The role of government in the economy is very large, and has grown dramatically this century. Therefore we need to understand the role of government and see how government solutions can either increase or decrease the efficiency of the market. Public Choice economics looks at public decision making using econ analysis. In this chapter, we look at 1) possible Market Failures and 2) possible Government Failures.


ECONOMIC EFFICIENCY

To compare public-sector policies/outcome to private-sector policies/outcomes, we need some standard of comparison. We can use the standard of Economic Efficiency, which is the idea that we want to Maximize Net Benefits, or Minimize Net Costs. All actions involve Cost and Benefits, and we want to engage in economizing or maximizing behavior. At a given level of costs, we want to get the Max benefit possible. Or given a certain level of benefits, we want to achieve it at the lowest possible cost.

The Rules of Economic Efficiency are:
1. Only engage in activities where the Benefits are greater than the Costs. Increases welfare.
2. Avoid activity where the Costs outweigh the Benefits. Counterproductive results. Reduces social welfare.

When Rule 1 or 2 is violated, Economic Inefficiency results.

In most cases, a market economy results in economic efficiency, because market prices and market forces guide the economy to efficient outcomes. Or stated differently, in most cases government intervention would lead to economic inefficiency, compared to the market. In most cases, there would be "Government Failure" if the government intervened because the government could not improve on Market outcomes.

But what about the cases where the market outcome is inefficient? In some cases, perhaps a government outcome can increase efficiency, or decrease inefficiency. Example: pollution.

WHY MIGHT THE INVISIBLE HAND FAIL?

1. Lack of competition -
Market competition:
1) prevents sellers from taking advantage of buyers, keeps prices low, sellers compete with each other.
2) prevents buyers from taking advantage of sellers, competition for buying keeps prices up.
Example: what if GM, as a buyer of labor services, offered starting salaries of $12,000 for engineering graduates? Competitive pressure from other buyers, Ford, Chrysler, would prevent that from happening. Buyers compete against other buyers.
Example: Bidding in auction markets. Baseball card for $400,000. House for sale.

Sellers don't always like the competitive pressure of the market. Competition is good when the other guy faces it. We would all like less competition sometimes. Very competitive to get into college, competitive to get into grad school, it is competitive to make the team, the dating market is competitive, job market is competitive, etc.

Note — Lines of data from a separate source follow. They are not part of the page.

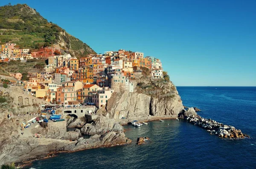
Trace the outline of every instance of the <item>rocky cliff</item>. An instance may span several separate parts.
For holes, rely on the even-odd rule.
[[[6,163],[15,163],[47,157],[49,154],[62,152],[73,152],[99,147],[111,146],[130,143],[131,141],[125,137],[122,127],[118,124],[108,124],[108,119],[96,121],[97,129],[105,129],[105,125],[109,127],[108,130],[102,129],[88,139],[78,138],[78,133],[66,132],[61,127],[48,126],[40,129],[41,132],[51,132],[56,138],[64,136],[64,139],[21,137],[17,138],[17,126],[14,121],[4,119],[0,121],[0,165]],[[111,125],[113,125],[113,126]],[[111,127],[112,126],[112,128]],[[65,140],[65,136],[68,140]],[[71,136],[70,141],[68,137]]]
[[[134,92],[120,90],[114,93],[107,105],[98,113],[115,119],[149,115],[177,117],[184,107],[172,83],[163,79],[153,79],[146,75],[139,76],[132,80]]]

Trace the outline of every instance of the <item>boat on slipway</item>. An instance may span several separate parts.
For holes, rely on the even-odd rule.
[[[132,121],[131,122],[131,124],[132,124],[133,126],[135,127],[140,127],[140,126],[141,125],[141,124],[139,123],[137,120],[134,120],[133,121]]]

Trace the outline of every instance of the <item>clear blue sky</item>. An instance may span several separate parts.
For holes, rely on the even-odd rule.
[[[9,0],[26,3],[97,53],[161,59],[176,86],[256,86],[256,1]]]

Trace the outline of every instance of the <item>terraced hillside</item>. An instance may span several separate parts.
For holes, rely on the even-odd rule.
[[[48,22],[26,4],[0,7],[0,44],[15,43],[36,49],[57,45],[72,55],[83,56],[95,52],[86,43]]]

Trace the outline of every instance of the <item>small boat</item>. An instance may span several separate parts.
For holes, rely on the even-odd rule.
[[[27,124],[27,125],[26,125],[26,126],[25,126],[25,127],[24,127],[24,128],[28,128],[28,127],[29,127],[31,125],[31,123],[28,123]]]
[[[133,124],[136,124],[136,123],[137,123],[137,122],[138,122],[138,121],[137,121],[137,120],[134,120],[133,121],[132,121],[131,122],[131,124],[133,124]]]
[[[53,120],[54,122],[57,122],[57,121],[64,121],[65,119],[64,118],[61,118],[60,119],[57,119],[57,120]]]
[[[43,121],[44,121],[44,119],[40,120],[38,122],[39,122],[39,123],[40,123],[41,122],[43,122]]]
[[[38,125],[37,125],[36,126],[35,126],[35,128],[38,128],[38,127],[39,127],[39,125],[38,124]]]
[[[34,121],[34,120],[36,118],[36,117],[34,117],[33,118],[32,118],[30,120],[29,120],[28,121],[27,121],[27,123],[29,123],[30,121]]]

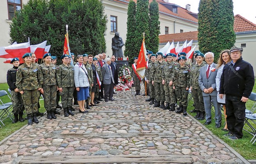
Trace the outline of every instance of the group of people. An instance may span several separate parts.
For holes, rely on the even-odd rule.
[[[215,109],[215,127],[221,126],[221,105],[223,107],[226,123],[222,130],[232,139],[241,138],[245,117],[245,102],[254,85],[251,65],[242,58],[242,48],[233,47],[222,52],[217,64],[213,63],[214,54],[194,52],[195,61],[191,65],[186,61],[186,54],[147,52],[145,82],[150,98],[150,105],[186,115],[187,97],[191,92],[196,112],[194,117],[204,120],[205,125],[211,123],[211,107]],[[141,79],[136,72],[138,58],[134,58],[132,77],[135,95],[140,95]],[[165,102],[166,102],[165,105]],[[176,109],[178,102],[179,107]]]
[[[12,59],[14,66],[7,72],[7,81],[13,105],[13,123],[24,121],[24,110],[28,125],[39,122],[37,116],[43,114],[38,110],[41,95],[50,119],[60,114],[57,108],[63,108],[67,117],[74,115],[73,104],[78,105],[79,112],[85,113],[102,98],[105,102],[114,100],[114,85],[118,82],[115,56],[106,58],[104,52],[94,57],[87,54],[71,55],[62,55],[59,66],[56,65],[56,57],[49,53],[43,55],[40,65],[35,61],[35,55],[31,53],[22,57],[23,64],[20,64],[18,58]],[[60,96],[62,107],[59,105]]]

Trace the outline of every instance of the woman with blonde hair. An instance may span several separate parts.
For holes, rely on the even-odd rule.
[[[216,90],[217,90],[217,101],[223,107],[223,111],[224,113],[224,116],[225,116],[225,124],[224,128],[222,130],[224,131],[228,131],[228,126],[226,124],[226,106],[225,106],[225,95],[223,96],[223,98],[220,99],[219,96],[219,85],[220,83],[220,77],[222,74],[222,71],[225,64],[227,64],[231,61],[231,57],[230,57],[230,52],[229,50],[225,50],[222,51],[219,54],[219,58],[218,61],[218,65],[217,68],[218,72],[216,77]]]

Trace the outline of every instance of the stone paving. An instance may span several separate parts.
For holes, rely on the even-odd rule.
[[[189,163],[243,163],[193,118],[153,108],[146,97],[133,95],[119,92],[115,101],[101,101],[87,114],[78,109],[64,117],[62,110],[52,120],[45,114],[2,142],[0,163],[37,155],[190,155]]]

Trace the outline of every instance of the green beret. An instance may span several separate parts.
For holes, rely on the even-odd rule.
[[[14,61],[19,61],[20,60],[18,59],[18,57],[14,57],[11,61],[11,62],[10,62],[10,63],[12,64]]]
[[[159,55],[162,55],[162,56],[163,56],[162,53],[162,52],[157,52],[157,53],[156,53],[156,54],[155,54],[155,55],[156,55],[156,56],[158,56]]]
[[[203,53],[199,52],[196,54],[195,56],[196,58],[199,56],[201,56],[202,57],[204,58],[204,55],[203,55]]]
[[[195,55],[195,54],[197,54],[198,53],[201,52],[200,51],[199,51],[199,50],[197,50],[196,51],[194,51],[194,52],[193,53],[193,55]]]
[[[185,52],[180,52],[178,53],[178,57],[180,57],[181,55],[184,55],[185,56],[187,56],[187,54],[186,54]]]
[[[62,56],[60,57],[60,59],[61,59],[61,60],[62,60],[62,59],[63,59],[64,57],[69,57],[69,55],[66,55],[66,54],[64,54],[64,55],[63,55]]]
[[[179,57],[178,58],[178,61],[179,61],[180,60],[181,60],[181,59],[185,60],[186,59],[186,57],[185,57],[184,56],[182,56]]]
[[[232,47],[232,48],[231,48],[229,52],[235,52],[235,51],[241,51],[241,52],[242,52],[242,51],[243,51],[243,49],[242,48],[235,47],[235,46],[233,46]]]
[[[31,53],[26,53],[24,55],[23,55],[23,56],[22,57],[22,58],[25,58],[26,57],[32,57],[32,54]]]
[[[43,57],[43,59],[44,59],[46,57],[47,57],[48,56],[51,56],[51,54],[50,53],[46,53],[44,54],[44,55]]]

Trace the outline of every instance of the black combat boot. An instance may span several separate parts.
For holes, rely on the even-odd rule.
[[[24,122],[25,121],[24,119],[23,119],[23,118],[22,117],[23,116],[23,112],[21,112],[19,113],[19,120],[21,122]]]
[[[52,110],[50,111],[51,115],[52,116],[52,118],[53,119],[56,119],[57,117],[55,115],[55,113],[54,113],[54,110]]]
[[[68,113],[68,107],[66,107],[65,108],[64,108],[63,110],[64,110],[64,116],[65,117],[68,117],[69,116],[69,114]]]
[[[205,118],[205,112],[201,111],[200,116],[197,118],[198,120],[203,120]]]
[[[36,123],[39,123],[39,121],[37,118],[37,113],[33,113],[32,114],[32,121]]]
[[[152,100],[152,98],[150,97],[149,98],[146,99],[146,101],[149,102],[149,101],[151,101],[151,100]]]
[[[183,115],[187,116],[187,107],[183,107]]]
[[[12,121],[12,123],[16,123],[18,121],[18,114],[14,114],[14,119]]]
[[[72,116],[73,116],[75,115],[75,114],[74,114],[73,112],[72,112],[71,109],[70,109],[69,107],[68,107],[68,113],[70,115],[71,115]]]
[[[171,104],[171,107],[169,109],[169,111],[170,112],[173,112],[175,110],[175,104]]]
[[[152,98],[151,99],[151,101],[150,102],[149,102],[149,105],[152,105],[154,104],[154,100],[155,99],[154,98]]]
[[[47,112],[47,119],[50,119],[51,120],[53,118],[50,113],[50,111],[46,111]]]
[[[179,109],[175,111],[176,113],[181,113],[183,112],[183,106],[180,105]]]
[[[160,107],[160,101],[157,101],[156,104],[154,105],[154,107]]]
[[[163,108],[164,110],[169,110],[170,109],[170,102],[166,102],[166,105]]]
[[[27,114],[27,125],[33,124],[33,121],[32,121],[32,116],[31,114]]]
[[[197,113],[197,115],[194,116],[194,118],[197,119],[200,116],[200,115],[201,114],[201,112],[199,110],[196,110],[196,112]]]

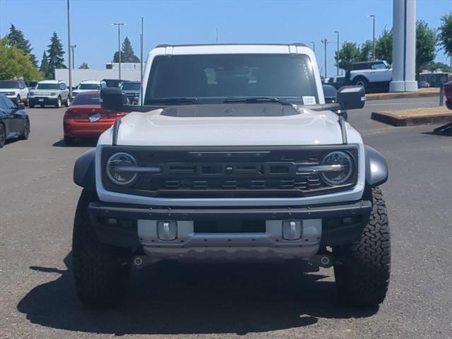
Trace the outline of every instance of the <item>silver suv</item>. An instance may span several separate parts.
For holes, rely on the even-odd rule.
[[[51,105],[59,108],[63,104],[67,107],[71,105],[69,89],[66,83],[60,80],[40,81],[30,93],[29,103],[30,108],[37,105],[41,107]]]

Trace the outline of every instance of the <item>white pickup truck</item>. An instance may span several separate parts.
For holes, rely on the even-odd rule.
[[[307,260],[334,266],[348,302],[383,302],[386,162],[340,115],[362,87],[325,104],[314,54],[293,44],[157,46],[143,88],[143,106],[102,90],[129,113],[76,162],[83,302],[118,302],[131,268],[162,259]]]

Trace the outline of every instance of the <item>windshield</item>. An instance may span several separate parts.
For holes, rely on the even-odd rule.
[[[18,88],[19,84],[16,81],[0,81],[0,88]]]
[[[100,83],[81,83],[78,85],[78,90],[100,90]]]
[[[140,83],[124,83],[122,84],[124,90],[140,90],[141,84]]]
[[[156,56],[145,105],[162,98],[267,97],[297,105],[319,103],[310,60],[304,54],[206,54]]]
[[[57,90],[58,88],[57,83],[38,83],[36,85],[37,90]]]
[[[100,105],[100,95],[99,94],[84,95],[79,94],[72,101],[72,106],[80,105]]]

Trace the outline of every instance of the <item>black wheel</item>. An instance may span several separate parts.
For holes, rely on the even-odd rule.
[[[333,249],[342,261],[334,267],[338,291],[356,306],[376,306],[389,285],[391,238],[386,206],[379,188],[372,189],[373,206],[359,242]]]
[[[76,290],[83,304],[112,306],[126,294],[130,266],[119,249],[99,241],[88,213],[88,204],[96,201],[95,193],[83,190],[77,205],[72,239]]]
[[[358,76],[355,78],[353,81],[353,84],[357,86],[362,86],[366,90],[367,90],[367,88],[369,87],[369,81],[367,78],[362,76]]]
[[[23,132],[19,136],[19,138],[22,140],[27,140],[30,138],[30,120],[27,119],[25,125],[23,127]]]
[[[76,138],[73,136],[65,136],[64,143],[69,145],[73,145],[76,143]]]
[[[5,145],[6,141],[6,131],[5,131],[5,125],[0,124],[0,148]]]

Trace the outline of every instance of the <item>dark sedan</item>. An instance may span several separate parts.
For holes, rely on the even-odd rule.
[[[26,140],[30,136],[30,120],[24,105],[18,105],[0,95],[0,148],[10,138]]]

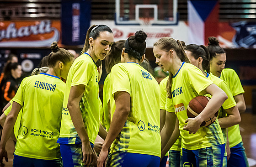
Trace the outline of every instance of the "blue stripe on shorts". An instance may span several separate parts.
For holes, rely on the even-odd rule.
[[[108,155],[107,167],[159,167],[160,157],[151,155],[116,151]]]
[[[185,167],[222,167],[225,144],[196,150],[182,148],[183,165]]]

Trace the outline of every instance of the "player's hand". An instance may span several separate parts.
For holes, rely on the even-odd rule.
[[[187,123],[187,125],[184,125],[183,130],[188,131],[190,134],[191,133],[196,134],[197,131],[199,129],[200,125],[202,122],[199,121],[196,119],[196,118],[188,118],[185,122]]]
[[[0,165],[3,165],[3,159],[4,157],[5,159],[6,162],[8,162],[7,152],[5,149],[0,149]]]
[[[85,144],[82,143],[82,151],[84,156],[83,163],[85,166],[89,167],[96,163],[97,155],[91,148],[90,142]]]
[[[97,160],[97,164],[98,167],[105,167],[106,166],[106,162],[107,158],[108,155],[108,150],[102,147],[98,160]]]

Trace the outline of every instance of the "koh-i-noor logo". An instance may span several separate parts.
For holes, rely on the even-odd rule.
[[[0,47],[49,47],[53,42],[59,40],[59,32],[55,27],[52,27],[51,21],[32,22],[32,25],[19,27],[14,22],[6,26],[5,25],[6,23],[0,22]],[[29,24],[28,22],[24,24]],[[48,37],[53,31],[53,36]]]
[[[138,128],[140,131],[143,131],[145,130],[145,124],[141,120],[138,123]]]

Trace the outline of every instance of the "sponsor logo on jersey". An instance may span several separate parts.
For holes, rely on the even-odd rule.
[[[22,128],[22,135],[25,136],[27,134],[28,132],[28,130],[27,129],[27,127],[23,126]]]
[[[193,167],[193,164],[190,162],[186,162],[183,163],[183,167]]]
[[[152,78],[150,76],[150,74],[149,73],[147,73],[141,70],[141,73],[142,74],[142,77],[144,78],[152,80]]]
[[[144,124],[144,122],[143,122],[143,121],[140,120],[139,121],[139,122],[138,123],[138,128],[139,128],[139,130],[145,130],[145,124]]]
[[[175,113],[176,114],[179,112],[184,111],[186,110],[183,103],[174,105],[174,108],[175,108]]]
[[[179,94],[183,94],[182,92],[182,87],[181,86],[179,88],[176,88],[175,89],[171,91],[171,95],[172,97],[175,97]]]

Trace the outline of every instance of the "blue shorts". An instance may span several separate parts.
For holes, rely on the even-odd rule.
[[[160,167],[165,167],[166,166],[166,162],[167,162],[168,156],[164,157],[162,161],[160,162]]]
[[[228,161],[228,167],[249,167],[247,157],[242,141],[230,148],[230,157]]]
[[[61,158],[47,160],[28,158],[15,154],[12,165],[14,167],[62,167],[62,161]]]
[[[160,157],[151,155],[116,151],[108,155],[107,167],[159,167]]]
[[[184,167],[222,167],[225,144],[203,148],[196,150],[182,148]]]
[[[169,151],[169,167],[180,167],[181,163],[181,151],[176,150]]]
[[[93,148],[92,143],[91,143],[91,146]],[[60,146],[64,167],[84,167],[81,145],[60,144]]]

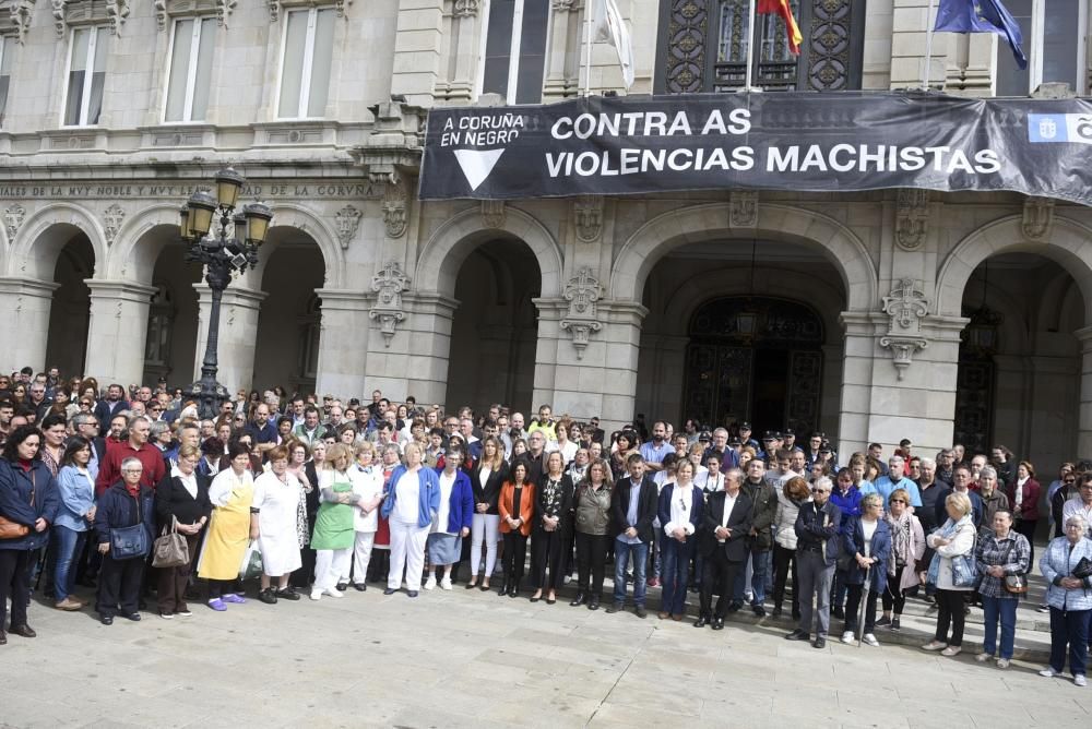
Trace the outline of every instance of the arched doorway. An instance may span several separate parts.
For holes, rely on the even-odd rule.
[[[325,262],[318,243],[294,227],[275,227],[262,251],[262,301],[254,340],[252,386],[313,392],[319,350],[320,301]],[[337,393],[351,396],[352,393]]]
[[[84,373],[87,361],[91,288],[85,282],[95,275],[95,251],[84,232],[72,226],[67,227],[70,237],[60,247],[54,270],[54,282],[58,287],[49,309],[46,367],[57,367],[62,375],[72,377]]]
[[[826,336],[814,309],[771,297],[720,297],[695,312],[688,335],[687,417],[798,433],[819,427]]]
[[[449,409],[475,413],[491,403],[532,406],[542,274],[522,241],[495,239],[475,248],[455,279],[459,309],[451,324]]]

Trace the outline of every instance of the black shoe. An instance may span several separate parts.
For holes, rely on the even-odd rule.
[[[283,600],[298,600],[299,599],[299,593],[296,591],[295,587],[285,587],[284,589],[278,589],[277,591],[275,591],[273,594],[276,595],[278,598],[281,598]]]

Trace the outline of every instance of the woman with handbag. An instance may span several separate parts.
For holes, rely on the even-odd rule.
[[[173,567],[159,567],[159,617],[170,620],[175,616],[189,618],[186,605],[186,588],[197,562],[201,530],[212,516],[209,501],[209,477],[203,476],[198,464],[201,451],[193,445],[178,450],[178,463],[167,478],[155,489],[155,513],[159,529],[173,529],[186,540],[186,561]]]
[[[922,646],[939,650],[941,656],[958,656],[963,646],[963,597],[974,589],[977,567],[974,562],[975,531],[971,499],[953,492],[945,499],[948,521],[925,538],[936,550],[929,562],[927,581],[937,587],[936,637]],[[951,628],[951,638],[948,629]]]
[[[1040,572],[1051,584],[1046,590],[1046,602],[1051,606],[1051,665],[1038,674],[1061,676],[1068,647],[1073,683],[1084,686],[1092,617],[1092,539],[1084,536],[1089,524],[1079,514],[1067,518],[1063,527],[1065,536],[1052,539],[1038,560]]]
[[[235,581],[250,543],[250,505],[254,499],[250,447],[233,441],[227,456],[228,467],[216,474],[209,487],[212,521],[198,560],[198,577],[209,581],[209,607],[216,612],[227,610],[228,602],[247,601],[236,594]]]
[[[60,498],[49,469],[38,458],[41,433],[21,426],[8,434],[0,457],[0,645],[11,598],[11,632],[23,637],[36,633],[26,624],[31,601],[31,564],[49,540]]]
[[[978,596],[985,619],[982,653],[974,659],[984,664],[996,657],[997,668],[1006,669],[1012,660],[1017,601],[1028,591],[1024,575],[1031,566],[1031,545],[1028,537],[1012,527],[1012,514],[998,510],[994,514],[994,530],[978,540],[974,554],[982,575]],[[1001,652],[995,656],[998,619],[1001,621]]]
[[[96,609],[104,625],[112,625],[119,613],[140,620],[144,558],[152,550],[155,531],[155,493],[140,482],[143,464],[130,456],[121,462],[120,470],[121,480],[103,492],[95,510],[95,534],[103,555]]]

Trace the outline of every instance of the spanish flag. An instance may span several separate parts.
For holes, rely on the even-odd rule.
[[[800,55],[800,44],[804,43],[804,36],[800,35],[800,28],[796,25],[796,19],[793,17],[793,9],[788,7],[788,0],[758,0],[756,12],[760,15],[780,15],[781,20],[785,21],[788,50],[794,56]]]

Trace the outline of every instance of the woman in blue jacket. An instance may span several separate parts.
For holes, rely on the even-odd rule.
[[[425,570],[428,528],[440,511],[440,481],[436,471],[420,462],[420,446],[406,444],[405,465],[391,474],[387,498],[380,511],[391,527],[391,570],[383,595],[393,595],[402,585],[405,570],[406,594],[417,597]]]
[[[860,516],[852,519],[843,535],[843,549],[853,557],[845,573],[848,596],[845,600],[845,628],[842,643],[851,643],[857,631],[857,609],[868,578],[865,598],[865,634],[862,638],[870,646],[879,646],[876,630],[876,598],[887,589],[888,560],[891,559],[891,530],[881,517],[883,498],[866,493],[860,498]]]
[[[0,539],[0,645],[11,598],[11,632],[23,637],[36,633],[26,624],[31,600],[31,566],[34,555],[49,540],[49,525],[57,516],[60,500],[57,482],[40,459],[41,433],[34,426],[21,426],[8,435],[0,457],[0,516],[25,534]],[[24,531],[24,529],[19,529]]]
[[[437,479],[440,507],[428,535],[425,589],[436,587],[436,567],[440,567],[440,588],[451,589],[451,565],[459,563],[463,537],[470,535],[474,523],[474,490],[470,477],[459,467],[461,463],[462,451],[449,445],[443,453],[443,470]]]
[[[95,511],[95,534],[103,569],[98,573],[98,614],[104,625],[112,625],[119,612],[128,620],[140,620],[138,610],[140,584],[144,576],[144,558],[152,549],[155,534],[155,492],[140,482],[144,466],[138,458],[121,462],[121,480],[98,498]],[[142,525],[144,550],[136,554],[118,554],[110,533]]]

See graph page 91. Sellers restrict supply and actually increase revenue, but produce less. Optimal output/price for society is P1 and Q1. Optimal price for sellers might be P2/Q2. How can sellers reduce competition in a free market?

Traditional view: We need government intervention to maintain competition in the market, prevent big companies from monopoly, restraint of trade.

How can a private firm prevent entry in a free market?

What about using the government to reduce competition? How?

Tariffs, occupational licensure, regulation, ADA, zoning, etc.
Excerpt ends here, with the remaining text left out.